Der letzte Tag gehört den Plätzen meiner emotionalsten Begegnungen

Ich habe Vicki und ihre Freundin Leila kennengelernt. Mit Vicki  treffe ich mich um 8am zum Frühstück. Sie ist eine herzenswarme Frau und arbeitet bei „Entergy“. Sie erzählt, dass sie gerade einem 10-jährigen Buben Heimat gibt und ihm anbietet, ganz bei ihr zu wohnen und Familienmitglied zu werden. Die Adoptiveltern haben ihn im Stich gelassen.  Gastfreundschaft, konkret helfen, so viel Freundlichkeit und Vertrauen in das Leben. Danke für solche Menschen.  Dann gehe ich durch den French Quarter (Royal Street) zum Royal Postoffice (gebe die letzten Karten auf) und hinauf zum Amstrong Park. Dort verweile ich lasse mein so zahlreichen musikalischen Emotionen freien Raum. Der „Homeless shelter“ ist meine nächste Station. Ich möchte einfach dort sitzen und mit den Leuten auf das Leben warten. Ich führe das eine oder andere Gespräch und bin wieder erfüllt von dieser „respektvollen helfenden Atmosphäre“. Here is Jesus. Um 12.15 besuche ich die Mittagsmesse in St. Joseph am Tag der heiligen Cäcilia. Die Messe ich nicht in der großen Kirche, sondern in der kleinen Kapelle und vorne hängt das Franziskuskreuz mit der Botschaft in Assisi: „Bau meine Kirche auf.“ Ich spreche nachher lange mit dem Priester. Er hat in seiner kurzen Predigt zum Evangelium, dass keine Stein auf dem anderen bleiben wird, das dauernde „Beben rund um die Kirche wegen der Baustellen“ und die Flut erwähnt und uns mitgeben: „All wie need is a little faith.“ Dann brauchen wir nicht verzweifeln.  Wie recht er doch hat! Dann telefoniere ich ein letztes Mal mit Gerlinde über Skype, setze mich mit den gewonnen Freunden hier Hostel zusammen.

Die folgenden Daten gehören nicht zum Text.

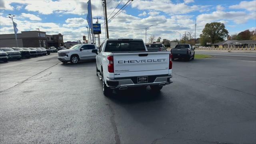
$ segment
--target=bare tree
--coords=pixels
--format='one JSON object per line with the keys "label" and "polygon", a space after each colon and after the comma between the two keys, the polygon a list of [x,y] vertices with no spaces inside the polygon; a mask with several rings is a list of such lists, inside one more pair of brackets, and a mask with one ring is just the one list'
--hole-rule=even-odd
{"label": "bare tree", "polygon": [[150,43],[153,43],[153,42],[154,41],[156,38],[156,37],[154,35],[151,36],[148,38],[148,42]]}

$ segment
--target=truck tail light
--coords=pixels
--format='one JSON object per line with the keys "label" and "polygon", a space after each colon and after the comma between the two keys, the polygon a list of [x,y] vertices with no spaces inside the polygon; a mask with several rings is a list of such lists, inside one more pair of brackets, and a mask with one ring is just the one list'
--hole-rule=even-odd
{"label": "truck tail light", "polygon": [[172,67],[172,54],[169,54],[169,69],[170,70]]}
{"label": "truck tail light", "polygon": [[108,60],[109,61],[109,64],[108,64],[108,72],[114,72],[114,58],[113,56],[108,56]]}

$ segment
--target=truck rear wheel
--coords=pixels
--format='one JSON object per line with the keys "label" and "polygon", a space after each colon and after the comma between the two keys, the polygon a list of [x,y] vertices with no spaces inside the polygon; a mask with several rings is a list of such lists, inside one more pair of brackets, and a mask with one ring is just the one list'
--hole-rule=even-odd
{"label": "truck rear wheel", "polygon": [[163,88],[163,86],[150,86],[150,88],[152,90],[158,91],[161,90]]}

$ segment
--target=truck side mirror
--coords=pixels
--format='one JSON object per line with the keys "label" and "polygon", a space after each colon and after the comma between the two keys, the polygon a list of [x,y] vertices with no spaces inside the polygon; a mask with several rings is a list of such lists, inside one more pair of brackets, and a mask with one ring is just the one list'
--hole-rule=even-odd
{"label": "truck side mirror", "polygon": [[97,49],[93,49],[92,50],[92,52],[95,53],[96,54],[98,54],[98,50]]}

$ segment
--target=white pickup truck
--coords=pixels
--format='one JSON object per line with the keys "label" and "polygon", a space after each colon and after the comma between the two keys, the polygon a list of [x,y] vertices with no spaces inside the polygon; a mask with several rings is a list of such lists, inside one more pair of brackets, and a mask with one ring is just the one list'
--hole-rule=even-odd
{"label": "white pickup truck", "polygon": [[92,53],[92,50],[97,50],[97,46],[92,44],[76,44],[69,49],[58,52],[58,59],[64,64],[70,62],[77,64],[80,60],[95,59],[96,54]]}
{"label": "white pickup truck", "polygon": [[106,39],[96,53],[96,71],[106,96],[114,89],[150,86],[154,90],[172,82],[170,52],[148,51],[142,39]]}

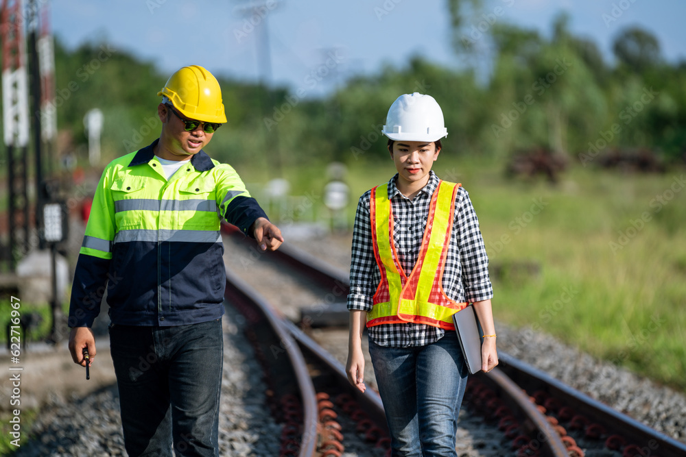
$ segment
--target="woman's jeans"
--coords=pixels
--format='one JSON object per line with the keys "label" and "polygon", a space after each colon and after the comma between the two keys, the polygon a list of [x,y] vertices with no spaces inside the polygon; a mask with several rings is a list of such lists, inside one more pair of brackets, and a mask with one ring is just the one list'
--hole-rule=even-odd
{"label": "woman's jeans", "polygon": [[110,328],[126,452],[217,456],[222,320]]}
{"label": "woman's jeans", "polygon": [[455,332],[414,347],[386,347],[370,340],[369,354],[392,455],[456,456],[458,414],[468,372]]}

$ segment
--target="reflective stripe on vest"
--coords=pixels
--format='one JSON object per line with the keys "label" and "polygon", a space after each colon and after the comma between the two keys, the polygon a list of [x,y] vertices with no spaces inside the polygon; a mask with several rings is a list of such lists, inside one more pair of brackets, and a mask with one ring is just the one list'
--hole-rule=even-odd
{"label": "reflective stripe on vest", "polygon": [[408,277],[393,243],[393,213],[388,184],[372,189],[370,217],[374,256],[381,281],[367,314],[367,327],[385,323],[425,323],[454,330],[452,316],[464,308],[448,297],[441,284],[450,242],[455,197],[460,184],[440,181],[431,196],[417,262]]}

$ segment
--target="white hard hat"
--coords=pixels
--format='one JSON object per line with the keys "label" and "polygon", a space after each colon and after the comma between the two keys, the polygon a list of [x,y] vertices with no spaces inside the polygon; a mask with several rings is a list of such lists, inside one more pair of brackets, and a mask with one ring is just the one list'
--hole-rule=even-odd
{"label": "white hard hat", "polygon": [[431,95],[401,95],[388,109],[381,133],[396,141],[437,141],[448,134],[443,112]]}

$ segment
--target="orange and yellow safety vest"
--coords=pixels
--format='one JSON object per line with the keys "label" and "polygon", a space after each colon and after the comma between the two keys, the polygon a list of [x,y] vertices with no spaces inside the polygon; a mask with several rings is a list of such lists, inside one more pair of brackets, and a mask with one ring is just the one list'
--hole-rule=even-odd
{"label": "orange and yellow safety vest", "polygon": [[425,323],[453,330],[452,316],[466,306],[445,295],[441,284],[460,184],[440,181],[431,196],[419,256],[408,276],[393,243],[393,214],[388,184],[371,190],[370,217],[374,256],[381,281],[367,314],[367,327]]}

Was nehme ich mit? – „Gratefullness – tiefe Dankbarkeit“


Natürlich steigt mit Blick auf die Heimreise die „Spannung“, ob alles wieder gut geht. Reisen ist immer davon geprägt, „den Anschluss zu finden“. Flughäfen sind besondere Orte für Anschluss-Suchende. Das werde ich sein. Ich freue mich schon sehr darauf. Ich war auch in dieser Stadt ein „Anschluss-Suchender“ und wurde sehr reich beschenkt.  Einen kleinen Einblick habe ich mit dem Blog versucht zu geben. Geteilte Erfahrung ist doppelte Freude. Wenn ich zurückblicke, dann kann ich meine innere Stimmung nicht anders beschreiben als damit, dass ich von großer „gratefullness“ erfüllt bin. So viele Menschen auf Augenhöhe kennengelernt zu haben, das hat auch bei mir Spuren hinterlassen. Ich bin gekommen, um sechs Jahre nach Katrina den Wiederaufbau zu sehen, die Musik zu hören und zu „studieren“, was sie mit den Menschen „macht“ und die „Resilienzfähigkeit“ einzuordnen.  In allen drei Punkten bin ich für mich „fündig“ geworden. Diese Erfahrungen nehme ich auch neue Kompetenz mit.  Dass vieles als einem besonderen „Commons-Geist“ erwächst (neighborhood, music, gardening, rebuilding,…) führt mich dazu, mich mehr im „Commons-Empowerment“ zu engagieren.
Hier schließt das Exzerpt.